March 2010 By Michael K. Dugan

Editor's Note: Home Furnishings Business published this book review of author Jim Collins' Good to Great written by Michael K. Dugan, our resident academic, in the March 2006 issue. Seeing as how this issue examines personnel matters and solidifying the right team, we thought it appropriate to share it again.


Now, at a time when furniture professionals could use more help coping with the change brought about by globalization, along comes Jim Collins with a parallel approach, only better.

His book, Good to Great, simply stated, is better than great. It is wonderful. Whether it arrived just in time or too late to save the furniture business is a good question. Collins and his army of researchers studied 1,435 companies and held them up to rigid standards of excellence before settling upon 11 that had made the difficult transition from being a good company to a great company.

What he learned in the process was surprising in many ways.

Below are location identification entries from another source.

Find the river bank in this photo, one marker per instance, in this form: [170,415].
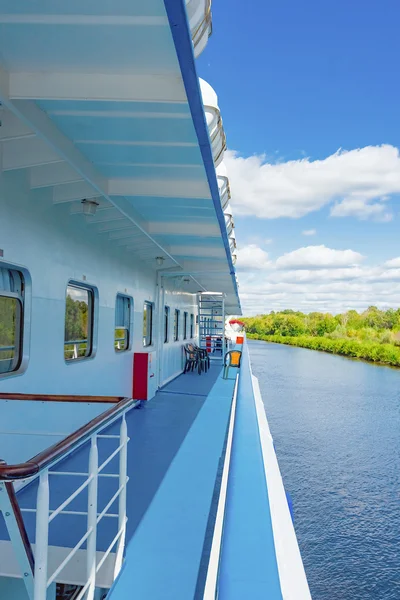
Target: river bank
[384,354]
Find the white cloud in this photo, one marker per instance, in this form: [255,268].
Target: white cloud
[318,256]
[252,257]
[362,209]
[358,181]
[316,278]
[393,263]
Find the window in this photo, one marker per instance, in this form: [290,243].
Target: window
[123,307]
[176,325]
[79,310]
[166,324]
[11,319]
[192,325]
[147,324]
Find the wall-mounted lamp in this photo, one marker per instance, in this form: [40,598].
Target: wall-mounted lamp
[89,207]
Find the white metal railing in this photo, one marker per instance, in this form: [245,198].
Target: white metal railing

At the outset, he states that good is the enemy of great, because it is too easy to settle for good performance and avoid the challenge of reaching greatness.

If he is right, and I suspect he is, what does that say about so many furniture operations that settle for mediocrity and don't even bother to become good? Alas, there were no furniture companies on his short list of 11.

By closely scrutinizing the companies that made the leap while thousands of others did not, a pattern emerges that can be applied to the furniture business quite effectively. Be forewarned, however, this application requires a heavy dose of discipline in order to make an impact.

This is no one-minute-to-perfection book. Nor is it an Excellence for Dummies publication. It is much more. Because the book is well-written and easy to grasp, it can fool you into thinking its lessons are easy to apply, but they are not.

Good to Great is suited to today's economic conditions.

According to Collins, there are seven common elements that set the great companies apart. First, not surprisingly, is competent leadership. Not just your commonplace, ordinary, command-and-control leadership, but what Collins calls "Level Five Leadership," by which the CEO looks out the window "to find someone to credit when things go well, and looks in the mirror to "find someone to instruct when things go poorly."